Such Macro written in VBA uses extensively the listObject function of VBA
i.e.
defining a table (list object)
Dim ClsSht As Worksheet
Set ClsSht = ThisWorkbook.Sheets("paragraph texts")
Dim ClsTbl As ListObject
Set ClsTbl = ClsSht.ListObjects(1)
accessing the table in the code in a very logical manner:
ClsTbl being now the table where I want to pick up data.
myvariable= ClsTbl.listcolumns("D1").databodyrange.item(34).value
Which means myvariable is the item (row) 34 of the data of the column D1 of the table clstbl
I decided to learn python to "translate" all that code into python and make a django based program accesable for anyone.

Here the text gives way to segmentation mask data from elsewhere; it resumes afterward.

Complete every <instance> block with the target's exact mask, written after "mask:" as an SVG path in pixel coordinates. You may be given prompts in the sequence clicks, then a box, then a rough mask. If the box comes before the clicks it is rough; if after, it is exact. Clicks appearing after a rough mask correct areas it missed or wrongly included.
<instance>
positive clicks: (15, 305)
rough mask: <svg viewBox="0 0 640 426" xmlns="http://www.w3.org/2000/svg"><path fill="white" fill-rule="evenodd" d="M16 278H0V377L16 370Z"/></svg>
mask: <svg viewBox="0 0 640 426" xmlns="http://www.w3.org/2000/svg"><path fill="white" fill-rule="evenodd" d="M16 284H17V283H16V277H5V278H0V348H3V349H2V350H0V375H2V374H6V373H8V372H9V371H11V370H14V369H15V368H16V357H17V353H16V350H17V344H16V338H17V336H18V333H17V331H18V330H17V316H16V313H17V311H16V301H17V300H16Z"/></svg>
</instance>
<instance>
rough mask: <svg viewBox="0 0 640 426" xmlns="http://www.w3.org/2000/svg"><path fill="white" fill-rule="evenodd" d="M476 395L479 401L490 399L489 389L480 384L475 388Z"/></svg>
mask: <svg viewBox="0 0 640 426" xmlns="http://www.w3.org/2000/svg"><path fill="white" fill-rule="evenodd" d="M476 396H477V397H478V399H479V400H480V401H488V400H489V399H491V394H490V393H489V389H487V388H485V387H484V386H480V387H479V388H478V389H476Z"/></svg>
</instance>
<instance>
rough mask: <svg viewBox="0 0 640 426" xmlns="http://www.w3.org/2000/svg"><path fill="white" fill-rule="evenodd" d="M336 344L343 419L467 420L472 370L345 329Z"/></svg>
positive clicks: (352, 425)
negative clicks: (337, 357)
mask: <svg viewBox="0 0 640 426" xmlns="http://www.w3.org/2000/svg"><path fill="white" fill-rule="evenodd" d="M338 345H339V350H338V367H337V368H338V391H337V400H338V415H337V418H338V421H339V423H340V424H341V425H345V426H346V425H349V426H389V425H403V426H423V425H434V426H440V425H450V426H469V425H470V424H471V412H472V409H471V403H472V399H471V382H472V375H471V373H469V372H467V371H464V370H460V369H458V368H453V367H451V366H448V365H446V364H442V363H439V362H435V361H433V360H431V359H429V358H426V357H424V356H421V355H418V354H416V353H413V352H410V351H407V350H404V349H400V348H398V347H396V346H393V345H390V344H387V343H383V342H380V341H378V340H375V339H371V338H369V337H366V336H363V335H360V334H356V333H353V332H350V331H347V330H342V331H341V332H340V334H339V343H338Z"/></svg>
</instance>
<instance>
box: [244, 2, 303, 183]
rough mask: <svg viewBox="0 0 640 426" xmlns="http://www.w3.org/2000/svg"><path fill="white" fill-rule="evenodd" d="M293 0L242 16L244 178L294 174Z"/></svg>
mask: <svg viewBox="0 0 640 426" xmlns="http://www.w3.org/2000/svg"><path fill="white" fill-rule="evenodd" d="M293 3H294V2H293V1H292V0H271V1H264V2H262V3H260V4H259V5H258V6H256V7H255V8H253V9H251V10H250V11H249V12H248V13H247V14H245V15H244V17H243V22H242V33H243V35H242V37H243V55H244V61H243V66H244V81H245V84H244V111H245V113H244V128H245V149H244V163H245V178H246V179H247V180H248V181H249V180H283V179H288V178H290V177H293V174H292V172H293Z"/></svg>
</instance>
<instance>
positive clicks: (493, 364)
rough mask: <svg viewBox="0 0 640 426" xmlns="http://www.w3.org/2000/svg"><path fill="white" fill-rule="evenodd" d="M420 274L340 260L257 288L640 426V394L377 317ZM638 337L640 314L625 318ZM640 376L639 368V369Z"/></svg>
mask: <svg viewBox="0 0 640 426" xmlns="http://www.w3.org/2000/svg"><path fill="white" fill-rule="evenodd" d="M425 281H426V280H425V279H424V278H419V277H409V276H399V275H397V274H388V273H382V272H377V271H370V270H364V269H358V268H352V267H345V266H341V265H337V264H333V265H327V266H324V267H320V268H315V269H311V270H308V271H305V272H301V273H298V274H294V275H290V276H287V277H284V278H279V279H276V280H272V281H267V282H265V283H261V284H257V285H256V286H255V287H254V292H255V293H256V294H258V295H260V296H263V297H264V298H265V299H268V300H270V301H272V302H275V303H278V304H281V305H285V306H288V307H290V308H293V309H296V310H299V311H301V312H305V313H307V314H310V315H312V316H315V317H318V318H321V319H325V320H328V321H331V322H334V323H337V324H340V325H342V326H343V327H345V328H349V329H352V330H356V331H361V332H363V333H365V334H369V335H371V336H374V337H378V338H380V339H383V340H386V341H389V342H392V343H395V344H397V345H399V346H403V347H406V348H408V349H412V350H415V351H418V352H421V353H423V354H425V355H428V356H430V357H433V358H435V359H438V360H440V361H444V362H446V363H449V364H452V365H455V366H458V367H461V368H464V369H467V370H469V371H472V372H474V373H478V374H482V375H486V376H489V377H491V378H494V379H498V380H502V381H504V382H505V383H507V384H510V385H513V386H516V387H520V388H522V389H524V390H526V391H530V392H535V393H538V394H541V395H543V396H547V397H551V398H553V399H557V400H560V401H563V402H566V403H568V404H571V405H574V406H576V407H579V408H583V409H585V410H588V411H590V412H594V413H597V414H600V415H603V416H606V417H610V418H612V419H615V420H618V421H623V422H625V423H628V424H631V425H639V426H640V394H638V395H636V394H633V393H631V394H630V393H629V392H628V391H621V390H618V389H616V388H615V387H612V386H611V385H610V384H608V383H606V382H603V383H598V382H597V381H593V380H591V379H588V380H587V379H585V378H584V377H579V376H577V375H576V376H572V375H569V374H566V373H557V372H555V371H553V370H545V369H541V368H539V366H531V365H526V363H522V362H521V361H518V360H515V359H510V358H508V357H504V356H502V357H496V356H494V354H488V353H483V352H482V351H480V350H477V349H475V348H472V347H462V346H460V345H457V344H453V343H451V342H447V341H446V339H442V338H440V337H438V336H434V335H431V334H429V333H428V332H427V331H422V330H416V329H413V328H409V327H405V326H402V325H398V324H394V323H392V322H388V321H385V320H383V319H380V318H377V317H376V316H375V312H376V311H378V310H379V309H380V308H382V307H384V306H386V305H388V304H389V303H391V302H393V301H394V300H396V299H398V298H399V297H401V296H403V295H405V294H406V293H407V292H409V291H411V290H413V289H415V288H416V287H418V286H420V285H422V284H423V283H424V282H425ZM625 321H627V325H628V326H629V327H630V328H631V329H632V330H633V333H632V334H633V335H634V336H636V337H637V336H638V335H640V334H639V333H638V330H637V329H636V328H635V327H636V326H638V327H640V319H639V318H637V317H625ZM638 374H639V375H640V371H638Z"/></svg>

I am a beginner in Python and I am wondering what would be the equivalent in python to listobject of VBA. This decision will shape my whole program in python from the beginning, and I am hesitating a lot to decide what is the python equivalent to listobject in VBA.
The main idea here getting a way where I can access tables-data in a readable way,
i.e. give me the value of column "text" where column "chapter" is 3 and column paragraph is "2". The values are unique, meaning there is only one value in "text" column where that occurs.
Some observations:
I know everything can be done with lists in python, lists can contain lists that can contain lists..., but this is terrible for readability. mylist1[2][3] (assuming for instance that every row could be a list of values, and the whole table a list of lists of rows).
I don't considered an option to build any database. There are multiple relatively small tables (from 10 to 500 rows and from 3 to 15 columns) that are related but not in a database manner. That would force me to learn yet another language SQL or so, and I have more than enough with python and DJango.
The user modifies the structure of many tables (chapters coming together or getting splitted.
the data is 100% strings. The only integers are numbers to sort out text. I don't perform any mathematical operation with values but simple add together pieces of text and make replacements in texts.
the tables will be load into Python as CSV text files.
Please indicate me if there is something not enough clear in the question and I will complete it
Would it be necesary to operate with numpy? pandas?
i.e give me the value of cell
A DataFrame using pandas should provide everything you need, i.e. converstion to strings, manipulation, import and export. As a start, try
import pandas as pd
df = pd.read_csv('your_file.csv')
print(df)
print(df['text'])
The entries of the first row will be converted to labels of the DataFrame columns.